Twenge and Haidt’s research has helped reveal four “flashpoints” in the teens-on-TikTok question: social comparison, displacement, the algorithm and pornography. Basically:
- Social comparison: Kids start to perceive their lives in relation to others in their social media circle
- Displacement: They spent more time online than with people IRL, or outside, or sleeping
- Algorithm: Back to Murthy’s comments…adult brains have no shot at beating an addictive algorithm, much less children
- Pornography: Or NSFW content in general — easier to access than ever, no matter how young you are
Accepting that eighth graders are going to add smartphones to their lives no matter what (95% of children between the ages of 13 and 17 walk around with one), the challenge here is figuring out ways to make that step more of an enriching asset, and less of a…destabilizing poison.
TikTok, for its part, does have age-related regulations. Murthy’s invocation of 13-year-olds didn’t come out of the blue; the TikTok experience levels up at that age. Anyone 12 or younger can’t post videos or comment, and their content is auto-generated for a younger audience. But like teen drivers with a provisional license, 13 to 15-year-olds can operate private accounts within their follower groups.
Note that these measures would likely put a semi-clamp on the latter two concerns (algorithm and pornography: though, let’s be honest, both could likely be side-stepped by entering a false age), yet does little to alleviate the practical concerns of an impressionable, insecure brain seeking out the app eight times a day. Perhaps they’re safe from a scammer, or worse, but they’re still susceptible to snide squabbles with a classmate.
What can parents do? There’s no easy answer, and this is another reminder of the extent to which parenting pressures have changed, and will continue to evolve. (After all, TikTok may not exist in the United States three years from now, due to international security concerns…but something else could easily take its place.) An initial step may be to gently push back the age that your children make TikTok accounts.
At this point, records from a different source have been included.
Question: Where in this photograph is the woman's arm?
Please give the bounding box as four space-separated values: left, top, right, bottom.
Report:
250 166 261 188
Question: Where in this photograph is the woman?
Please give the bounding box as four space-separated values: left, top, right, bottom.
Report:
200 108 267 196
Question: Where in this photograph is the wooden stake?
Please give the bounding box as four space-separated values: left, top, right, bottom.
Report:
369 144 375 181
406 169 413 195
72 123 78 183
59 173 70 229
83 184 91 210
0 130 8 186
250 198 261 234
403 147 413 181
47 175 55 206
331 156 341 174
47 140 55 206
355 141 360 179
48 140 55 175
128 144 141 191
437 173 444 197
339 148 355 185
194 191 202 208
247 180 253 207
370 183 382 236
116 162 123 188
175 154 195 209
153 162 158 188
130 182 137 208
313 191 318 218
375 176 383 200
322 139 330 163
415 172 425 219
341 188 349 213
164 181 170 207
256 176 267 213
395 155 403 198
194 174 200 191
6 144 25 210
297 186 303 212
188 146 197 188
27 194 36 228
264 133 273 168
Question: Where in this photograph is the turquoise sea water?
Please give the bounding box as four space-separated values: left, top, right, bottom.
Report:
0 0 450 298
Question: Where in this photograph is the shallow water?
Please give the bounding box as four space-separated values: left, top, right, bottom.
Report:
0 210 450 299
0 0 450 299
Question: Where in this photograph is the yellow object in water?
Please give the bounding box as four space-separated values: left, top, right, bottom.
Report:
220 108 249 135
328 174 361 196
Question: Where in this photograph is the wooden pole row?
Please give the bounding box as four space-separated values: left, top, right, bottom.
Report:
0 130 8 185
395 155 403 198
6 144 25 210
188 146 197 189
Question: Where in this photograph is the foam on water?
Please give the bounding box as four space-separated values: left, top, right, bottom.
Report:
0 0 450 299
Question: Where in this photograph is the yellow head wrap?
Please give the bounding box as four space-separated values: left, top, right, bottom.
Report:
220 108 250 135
Most sites recommend the app as 15+, and while you could argue that “being out of the loop” could lead to isolation or bullying for your child…doesn’t that describe what they’re evidently missing on the app?
If they’re insistent on joining TikTok, you could consider setting up an account with a variety of safety settings (family pairing, comment filters, screen time limits, etc.), or make a habit of sharing or watching funny/entertaining videos with them so they feel tuned in.
We stump for steering them towards real-world activities, like playing outside, hanging out with friends, reading books, building things, biking around town, jumping on trampolines, eating gummy worms, watching movies. You know. The blissful chaos of being a kid. A broken arm can be healed. A broken spirit is tougher. And honestly: if the debate becomes TikTok versus the field, even consider encouraging screentime in other arenas, like playing video games (known to improve cognitive and sensorimotor function). That’s a better option than feeling like shit while watching other tweens dance on an expensive vacation.
In many of these social settings, certain kids in the group are going to want to post the activity on some social media platform, probably TikTok, and that’s a little sad, but it’s unavoidable. At least the lot of them are still giving childhood a go, within this gloomy system they’ve inherited. Still: it’s critical that parents work to mitigate the amount of early-teens alone time kids have with the app. They deserve better, they just don’t know any better.